Milan, who died suddenly in his home on May 3, 2017 at the age of 55, was the youngest in a group of artists that propelled the Contemporary Southwest art movement following in the footsteps of Earl Biss and Fritz Scholder.
“Pablo knew his craft. He was very bright and he was unique. He has his own style; he beat to his own drum,” said Paul Zuger, president of American Design, which exhibited Milan’s paintings in four of its galleries during the nineties. “If you saw his paintings in New York or San Francisco you immediately knew it was a Pablo Milan. We couldn’t keep a Pablo Milan in stock.

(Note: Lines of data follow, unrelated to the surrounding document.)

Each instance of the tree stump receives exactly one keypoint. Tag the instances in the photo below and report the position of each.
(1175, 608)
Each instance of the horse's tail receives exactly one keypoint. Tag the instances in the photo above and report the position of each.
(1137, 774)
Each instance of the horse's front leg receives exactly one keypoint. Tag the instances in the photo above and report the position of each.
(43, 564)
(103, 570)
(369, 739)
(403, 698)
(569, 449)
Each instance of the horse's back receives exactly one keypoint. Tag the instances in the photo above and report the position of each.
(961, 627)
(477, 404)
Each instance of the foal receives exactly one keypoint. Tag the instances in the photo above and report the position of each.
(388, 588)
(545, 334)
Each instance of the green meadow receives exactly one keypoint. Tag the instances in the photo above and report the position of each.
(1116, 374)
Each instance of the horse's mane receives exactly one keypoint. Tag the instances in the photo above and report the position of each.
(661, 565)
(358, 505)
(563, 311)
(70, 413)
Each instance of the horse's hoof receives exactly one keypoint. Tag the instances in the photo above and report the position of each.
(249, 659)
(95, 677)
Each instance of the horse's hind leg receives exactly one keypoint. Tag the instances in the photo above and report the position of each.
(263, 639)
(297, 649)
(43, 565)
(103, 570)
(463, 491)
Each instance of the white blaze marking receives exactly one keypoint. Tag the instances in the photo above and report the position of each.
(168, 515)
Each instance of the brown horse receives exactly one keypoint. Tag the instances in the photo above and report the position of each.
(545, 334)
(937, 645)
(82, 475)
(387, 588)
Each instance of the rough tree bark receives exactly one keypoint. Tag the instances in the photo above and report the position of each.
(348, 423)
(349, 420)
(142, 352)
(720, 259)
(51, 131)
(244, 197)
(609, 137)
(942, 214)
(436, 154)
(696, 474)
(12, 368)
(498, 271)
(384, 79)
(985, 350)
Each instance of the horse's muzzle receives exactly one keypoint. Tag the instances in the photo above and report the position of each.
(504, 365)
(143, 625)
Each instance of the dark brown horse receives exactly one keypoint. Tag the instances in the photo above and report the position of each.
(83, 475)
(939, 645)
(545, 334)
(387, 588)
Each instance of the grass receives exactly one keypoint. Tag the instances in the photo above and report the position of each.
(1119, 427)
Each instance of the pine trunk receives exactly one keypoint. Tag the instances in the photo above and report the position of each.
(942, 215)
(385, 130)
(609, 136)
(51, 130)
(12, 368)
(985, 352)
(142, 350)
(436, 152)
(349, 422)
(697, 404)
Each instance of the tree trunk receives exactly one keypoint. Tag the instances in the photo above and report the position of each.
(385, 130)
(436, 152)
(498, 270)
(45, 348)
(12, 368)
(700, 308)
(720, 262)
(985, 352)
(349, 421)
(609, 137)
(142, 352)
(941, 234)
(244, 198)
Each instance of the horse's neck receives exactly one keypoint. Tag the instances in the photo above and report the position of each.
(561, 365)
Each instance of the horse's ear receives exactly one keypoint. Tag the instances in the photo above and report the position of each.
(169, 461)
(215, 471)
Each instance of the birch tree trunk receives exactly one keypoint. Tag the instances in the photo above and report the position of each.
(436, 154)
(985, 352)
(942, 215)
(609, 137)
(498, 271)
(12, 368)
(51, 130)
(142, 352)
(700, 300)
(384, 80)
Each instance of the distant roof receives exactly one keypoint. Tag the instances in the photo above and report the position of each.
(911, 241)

They just flew out the door.”
“Pablo was a great colorist,” said Zuger. “He knew how to work paints and colors.”
Milan was accepted into his first gallery at 17, and at the time of his death was in both private and corporate collections throughout the world. He has exhibited in galleries from Florida to Texas, New Mexico, Colorado, Arizona, Nevada and California.
Milan is primarily a self-taught artist who grew up as a sixth generation New Mexican. His grandfather, a rancher, founded and established the town of Milan, NM, just on the fringes of Grants.
An expressionistic colorist, Milan first layers the paint, at times painting 25 layers on the canvas, only adding the imagery in the final stages. “This gives the paintings depth and the appearance of changing colors throughout the day, depending on the light,” Milan said. “Layering also allows the colors to really pop under the lights of night.”
A prominent and recognized artist, Milan’s paintings are viewed as highly collectible. His distinctive contemporary edge, both in color and style, evolve into a mystical illusion of imagery from the Southwest. Milan had an expressionist style, choosing not to represent the figures in his paintings literally rather conveying a feeling in what he painted.
“The colors in my paintings are those of New Mexico and the Southwest, the early morning sunrises, the sunsets, the high desert, sandstone formations and the tree laden mountains,” he said. “They have nothing to do with the art school color wheel, but the colors I’ve seen all my life. I just embrace them and emphasize them.”
Milan’s paintings are in several museums and the collections of Shakira, Ron Howard, Tommy Lee Jones, Nickelback, Marriott Hotels and PacifiCare Inc.
Amada Pena, New Mexican artist, commented, “Pablo was a good friend, a very fine artist and a wonderful humanitarian. I once heard him tell a visitor in his gallery that I paved the way for many artists. My friend you didn’t need any help.”